I think there is a commonly held view among the general public that good assessments rely largely on writing really good questions. In current times where tests are often offered on-demand, I think there is also a public recognition of the importance of content balance across the many parallel test forms that support a rolling test programme. Perhaps even also a recognition of the importance of the use of test statistics. It’s hard to argue with many of those points.

However, as an assessment industry, I think we’ve done a poor job in raising public awareness of the bigger issues in assessment. When I started working in assessment, there was relatively little mention of “validity” as part of day-to-day assessment design. Thanks to the work of Ofqual and others, validity-driven design underpins many of today’s assessments. Nevertheless, in our work at AlphaPlus, we still encounter validity issues in high stakes assessments. Validity is about fitness for purpose of an assessment – how much can we trust the results of an assessment when we use those results for a particular purpose – deciding who passes and fails an entry test to a profession, or a rank order of candidates taking a test for awarding grades. We know that deciding on the purpose of a test is really important, because test designers can’t make tests do everything. Take, for example, a test designed for entry to a profession (we work on quite a few of these). The purpose here is usually clear – don’t pass any candidates who don’t meet the minimum standard of competence. The work that follows involves various approaches to identifying and articulating what the minimum competence actually is (not always easy in this complex human world), and then writing test questions (or tasks) that seek to differentiate effectively at that boundary. Such a test will have relatively little to challenge the most capable candidate, and the very weakest; those who shouldn’t really be taking the test yet, may score almost no marks. Nevertheless, we frequently have conversations about whether the results of such a test could be used for some form of rank order – identifying the very best candidates, for example. Despite the fact that there’s not much clarity about what “best” means.

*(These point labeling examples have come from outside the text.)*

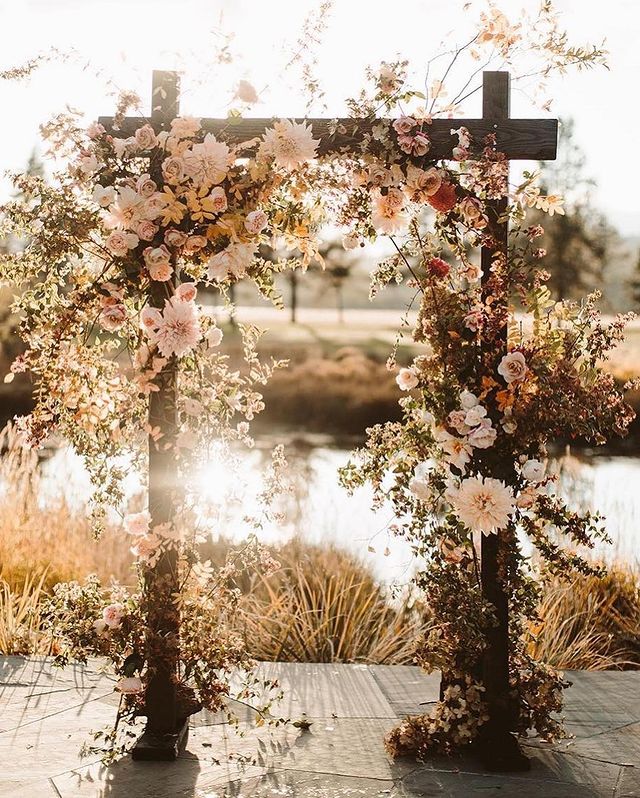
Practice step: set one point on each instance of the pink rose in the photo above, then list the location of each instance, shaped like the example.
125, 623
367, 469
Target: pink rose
113, 316
471, 211
173, 169
456, 419
255, 222
145, 137
145, 186
186, 292
438, 268
174, 238
407, 379
119, 243
146, 230
158, 262
154, 206
95, 130
404, 124
218, 200
150, 319
194, 243
483, 436
394, 199
513, 367
184, 127
160, 272
473, 320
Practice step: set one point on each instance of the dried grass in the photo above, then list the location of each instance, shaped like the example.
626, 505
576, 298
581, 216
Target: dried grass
52, 539
591, 623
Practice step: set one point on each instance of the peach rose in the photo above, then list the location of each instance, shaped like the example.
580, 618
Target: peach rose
145, 186
407, 379
255, 222
186, 292
119, 243
146, 230
173, 169
513, 367
174, 238
444, 199
145, 137
194, 243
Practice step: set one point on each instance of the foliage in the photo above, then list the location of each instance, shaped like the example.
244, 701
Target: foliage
577, 239
118, 244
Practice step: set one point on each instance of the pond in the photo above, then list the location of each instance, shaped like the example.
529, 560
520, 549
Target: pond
319, 510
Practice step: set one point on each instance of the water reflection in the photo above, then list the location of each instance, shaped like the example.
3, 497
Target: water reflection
319, 510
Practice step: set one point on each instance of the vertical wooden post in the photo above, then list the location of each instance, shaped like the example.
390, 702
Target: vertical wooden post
165, 727
499, 747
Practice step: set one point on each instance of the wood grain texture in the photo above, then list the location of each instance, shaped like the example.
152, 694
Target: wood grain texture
519, 139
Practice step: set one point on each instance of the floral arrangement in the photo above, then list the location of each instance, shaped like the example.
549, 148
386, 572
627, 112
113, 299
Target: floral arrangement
132, 229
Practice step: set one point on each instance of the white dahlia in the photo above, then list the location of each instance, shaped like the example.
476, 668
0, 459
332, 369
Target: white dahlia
483, 504
289, 143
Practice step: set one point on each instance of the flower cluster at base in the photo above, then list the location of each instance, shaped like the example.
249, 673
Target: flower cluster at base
90, 620
121, 243
506, 371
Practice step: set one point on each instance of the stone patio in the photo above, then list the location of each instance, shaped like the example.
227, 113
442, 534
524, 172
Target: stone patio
45, 716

There’s nothing wrong in principle with assessments serving more than one purpose. But not all purposes are compatible. As an assessment industry today, I think we understand this well, and our test design and assurance work has improved significantly over recent decades: serving the needs of the whole candidature better – reflecting the diversity of our society, better meeting the needs of those with access requirements, etc – often driven by the more detailed and easier-to-access data coming from our testing systems. But we haven’t done a great job in communicating what matters in assessments to our stakeholders. We still frequently encounter decision makers who are deciding on what to do with assessments without what we assessment professionals would consider an adequate understanding as to what the tests can do (and more importantly what they can’t). In engineering terms, tests are often pushed beyond their design spec because the nature and importance of their design spec isn’t known to the decision makers. “What we’ve got here is failure to communicate” – I see this as largely a challenge for the assessment professional – to make sure our voice is heard in the places that matter.

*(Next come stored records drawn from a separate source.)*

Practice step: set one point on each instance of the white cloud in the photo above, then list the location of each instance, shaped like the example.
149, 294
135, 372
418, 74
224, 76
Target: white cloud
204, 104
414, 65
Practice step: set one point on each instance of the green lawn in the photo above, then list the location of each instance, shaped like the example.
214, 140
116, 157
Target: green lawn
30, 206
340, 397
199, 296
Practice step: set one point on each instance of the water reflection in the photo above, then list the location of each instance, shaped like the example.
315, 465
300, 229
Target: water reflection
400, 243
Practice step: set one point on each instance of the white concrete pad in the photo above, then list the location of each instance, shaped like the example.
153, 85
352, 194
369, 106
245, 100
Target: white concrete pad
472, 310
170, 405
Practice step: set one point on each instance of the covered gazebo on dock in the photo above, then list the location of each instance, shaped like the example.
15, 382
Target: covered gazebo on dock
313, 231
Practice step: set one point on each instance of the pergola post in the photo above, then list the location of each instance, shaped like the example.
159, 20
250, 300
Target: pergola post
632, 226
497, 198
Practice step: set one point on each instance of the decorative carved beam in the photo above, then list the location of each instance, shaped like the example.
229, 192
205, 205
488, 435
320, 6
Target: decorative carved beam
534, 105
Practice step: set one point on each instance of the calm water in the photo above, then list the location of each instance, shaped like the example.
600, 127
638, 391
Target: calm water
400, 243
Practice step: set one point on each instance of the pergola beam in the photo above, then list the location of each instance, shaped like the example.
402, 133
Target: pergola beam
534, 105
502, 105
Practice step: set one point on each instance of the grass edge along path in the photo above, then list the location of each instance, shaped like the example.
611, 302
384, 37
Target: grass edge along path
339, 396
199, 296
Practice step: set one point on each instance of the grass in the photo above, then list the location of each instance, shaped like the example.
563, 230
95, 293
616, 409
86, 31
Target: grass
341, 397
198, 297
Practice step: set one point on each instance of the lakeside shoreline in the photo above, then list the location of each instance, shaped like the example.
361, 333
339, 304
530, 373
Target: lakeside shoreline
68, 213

As you might expect, AlphaPlus is working currently with a number of awarding organisations within the school sector to support awarding this summer of what Ofqual terms “calculated results” (results based on partial completion and/or statistical and other predictions of outcomes). In these extraordinary times, this type of work is clearly essential, although the creation of those calculated results will be quite challenging in many cases, as will explaining the extent to which they are to be trusted. Two things have puzzled me about the way this important work is being specified and delivered. Firstly, the public debate has been quite limited – for example, whether students should aim to “resit” GCSEs in the first part of year 12, or not; what universities should do differently (if anything) regarding entry decisions; how the 2020 assessment arrangements are likely to affect different parts of our school communities – disadvantaged students, male and female students, the late bloomers vs the steady workers, etc. There is also the question as to whether not requiring “resitting” effectively changes the purpose and concepts of fairness around (for example) GCSEs, including their use the driver of accountability measures in secondary schools. Perhaps, the lack of debate demonstrates a deep trust in the national systems at times of crisis – I hope it does. I also think the debate has focused on “the system” – what will be done at national level – rather than on the options, needs, expectations and rights of individual learners.

What has also puzzled me in this limited public debate is the lack of assessment voices – professionals in the assessment community explaining to the public what they’ll be doing and why it’s for the best. This debate has largely been taken up by politicians and school leaders. Maybe I’m not looking in the right places, but I would like to be hearing more from the national leaders of assessment at this time, particularly on how we’ll ensure the system doesn’t just respond to the crisis to keep the large educational wheels turning, but on how individual learners won’t be disadvantaged. As I mentioned earlier, AlphaPlus’ motto is “We help organisations make their educational assessments better”; I’d like to think “better” means better for candidates, first and foremost.